Transfers of Personal Data from Ireland to the UK in the event of a ‘No-Deal’ Brexit
Brexit, particularly in the context of a ‘No Deal’ scenario, may have an impact on the data protection obligations of Irish entities which transfer personal data to the UK (including Northern Ireland).
In a ‘No Deal’ Brexit scenario, the UK will no longer be a member of the EU; instead, it will become a ‘third country’ (see Chapter 5 GDPR for more information on transfers of personal data to third countries). This means that the transfer of personal data from Ireland to the UK will be treated in the same way as transfers of personal data to countries like Australia, India, or Brazil. Therefore, in order to comply with the rules of the General Data Protection Regulation (GDPR), an Irish company intending to transfer personal data to the UK will need to put in place specific safeguards.

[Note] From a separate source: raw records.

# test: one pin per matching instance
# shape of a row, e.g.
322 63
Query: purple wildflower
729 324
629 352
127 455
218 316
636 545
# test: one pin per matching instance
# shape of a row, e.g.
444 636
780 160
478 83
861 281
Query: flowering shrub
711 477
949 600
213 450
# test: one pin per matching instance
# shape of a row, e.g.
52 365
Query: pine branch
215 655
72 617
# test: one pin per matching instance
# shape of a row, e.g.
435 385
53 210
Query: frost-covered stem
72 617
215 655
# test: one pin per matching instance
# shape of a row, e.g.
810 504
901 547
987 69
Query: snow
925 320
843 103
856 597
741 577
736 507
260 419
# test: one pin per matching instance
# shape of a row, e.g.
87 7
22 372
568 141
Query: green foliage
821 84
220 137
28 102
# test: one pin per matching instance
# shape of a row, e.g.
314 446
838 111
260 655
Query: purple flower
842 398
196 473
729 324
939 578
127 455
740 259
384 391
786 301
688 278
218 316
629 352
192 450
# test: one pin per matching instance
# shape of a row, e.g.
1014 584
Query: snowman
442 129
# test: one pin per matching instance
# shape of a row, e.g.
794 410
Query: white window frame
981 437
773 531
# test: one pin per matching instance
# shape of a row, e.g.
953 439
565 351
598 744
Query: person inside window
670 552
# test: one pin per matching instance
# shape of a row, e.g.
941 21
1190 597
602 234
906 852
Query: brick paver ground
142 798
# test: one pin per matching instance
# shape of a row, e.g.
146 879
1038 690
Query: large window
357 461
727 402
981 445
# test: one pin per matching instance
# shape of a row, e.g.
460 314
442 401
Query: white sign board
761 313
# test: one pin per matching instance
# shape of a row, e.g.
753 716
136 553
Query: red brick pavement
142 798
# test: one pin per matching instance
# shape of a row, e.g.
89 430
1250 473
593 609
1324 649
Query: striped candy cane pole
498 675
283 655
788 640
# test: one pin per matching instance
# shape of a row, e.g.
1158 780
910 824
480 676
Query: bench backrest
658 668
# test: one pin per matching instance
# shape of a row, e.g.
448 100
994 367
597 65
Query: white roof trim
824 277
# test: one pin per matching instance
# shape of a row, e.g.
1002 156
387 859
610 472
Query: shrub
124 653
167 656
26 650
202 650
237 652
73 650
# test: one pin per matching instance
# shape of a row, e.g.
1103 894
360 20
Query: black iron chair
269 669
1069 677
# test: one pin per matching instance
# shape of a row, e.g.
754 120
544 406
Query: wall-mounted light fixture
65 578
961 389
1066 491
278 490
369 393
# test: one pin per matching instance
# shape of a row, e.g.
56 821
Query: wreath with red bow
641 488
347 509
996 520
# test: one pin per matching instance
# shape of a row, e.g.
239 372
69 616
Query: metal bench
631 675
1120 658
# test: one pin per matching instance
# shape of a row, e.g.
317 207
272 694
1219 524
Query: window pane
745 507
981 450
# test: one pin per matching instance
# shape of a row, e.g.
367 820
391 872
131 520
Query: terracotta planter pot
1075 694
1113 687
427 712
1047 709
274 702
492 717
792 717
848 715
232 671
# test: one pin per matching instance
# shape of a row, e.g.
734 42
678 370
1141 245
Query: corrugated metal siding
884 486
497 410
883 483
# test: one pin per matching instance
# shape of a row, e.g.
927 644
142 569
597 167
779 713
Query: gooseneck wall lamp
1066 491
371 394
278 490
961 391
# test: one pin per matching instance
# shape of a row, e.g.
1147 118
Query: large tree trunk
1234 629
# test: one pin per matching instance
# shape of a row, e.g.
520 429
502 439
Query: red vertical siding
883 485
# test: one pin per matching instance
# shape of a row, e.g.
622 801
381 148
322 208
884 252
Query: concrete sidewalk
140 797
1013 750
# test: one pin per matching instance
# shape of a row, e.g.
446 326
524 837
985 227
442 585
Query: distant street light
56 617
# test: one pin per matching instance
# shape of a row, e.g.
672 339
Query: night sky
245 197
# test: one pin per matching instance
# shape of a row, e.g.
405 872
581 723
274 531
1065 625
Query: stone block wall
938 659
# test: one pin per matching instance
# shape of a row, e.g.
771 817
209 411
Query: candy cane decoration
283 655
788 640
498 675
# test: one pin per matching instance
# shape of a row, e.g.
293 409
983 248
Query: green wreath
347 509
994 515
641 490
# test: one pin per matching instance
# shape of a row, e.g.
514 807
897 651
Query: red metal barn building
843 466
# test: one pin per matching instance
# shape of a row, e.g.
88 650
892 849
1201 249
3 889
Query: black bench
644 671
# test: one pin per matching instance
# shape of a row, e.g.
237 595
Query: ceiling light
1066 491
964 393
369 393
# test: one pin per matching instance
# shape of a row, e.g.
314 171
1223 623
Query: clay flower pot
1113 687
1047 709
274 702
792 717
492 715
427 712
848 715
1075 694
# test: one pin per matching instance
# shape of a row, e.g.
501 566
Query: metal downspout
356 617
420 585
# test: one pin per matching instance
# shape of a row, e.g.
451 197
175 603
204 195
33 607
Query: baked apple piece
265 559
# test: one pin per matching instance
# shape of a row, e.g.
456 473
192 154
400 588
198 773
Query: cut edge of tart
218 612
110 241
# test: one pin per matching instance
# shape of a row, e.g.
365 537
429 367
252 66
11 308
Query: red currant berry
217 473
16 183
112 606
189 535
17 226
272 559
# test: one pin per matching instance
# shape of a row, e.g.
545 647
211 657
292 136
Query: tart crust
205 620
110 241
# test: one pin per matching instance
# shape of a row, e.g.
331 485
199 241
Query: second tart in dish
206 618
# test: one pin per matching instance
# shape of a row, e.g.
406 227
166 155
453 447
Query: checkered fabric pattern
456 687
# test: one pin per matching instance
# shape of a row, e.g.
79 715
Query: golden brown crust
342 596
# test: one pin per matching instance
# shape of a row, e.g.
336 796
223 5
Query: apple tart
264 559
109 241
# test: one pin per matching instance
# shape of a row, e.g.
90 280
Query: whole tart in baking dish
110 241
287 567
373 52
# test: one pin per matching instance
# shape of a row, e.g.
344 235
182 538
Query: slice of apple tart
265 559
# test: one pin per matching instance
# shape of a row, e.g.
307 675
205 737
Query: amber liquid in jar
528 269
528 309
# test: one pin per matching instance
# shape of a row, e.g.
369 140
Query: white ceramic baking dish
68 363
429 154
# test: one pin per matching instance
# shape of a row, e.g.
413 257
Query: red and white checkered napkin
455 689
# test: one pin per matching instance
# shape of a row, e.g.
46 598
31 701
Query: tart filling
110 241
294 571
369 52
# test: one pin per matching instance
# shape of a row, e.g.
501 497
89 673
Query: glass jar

Standard Contractual Clauses (SCCs) (see Article 46 GDPR) are one such measure for ensuring the protection of personal data transferred from Ireland to the UK. The SCCs consist of standard or template sets of contractual terms and conditions. Each of the parties to the contract gives contractually binding commitments to protect personal data in the context of its transfer from Ireland to the UK in the event of a ‘No-Deal’ Brexit.
Our guidance note on Transfers of Personal Data from Ireland to the UK in the Event of a 'No-Deal' Brexit contains guidance on SCCs and a non-exhaustive list of ways your organisation might already be transferring data to a UK-based company.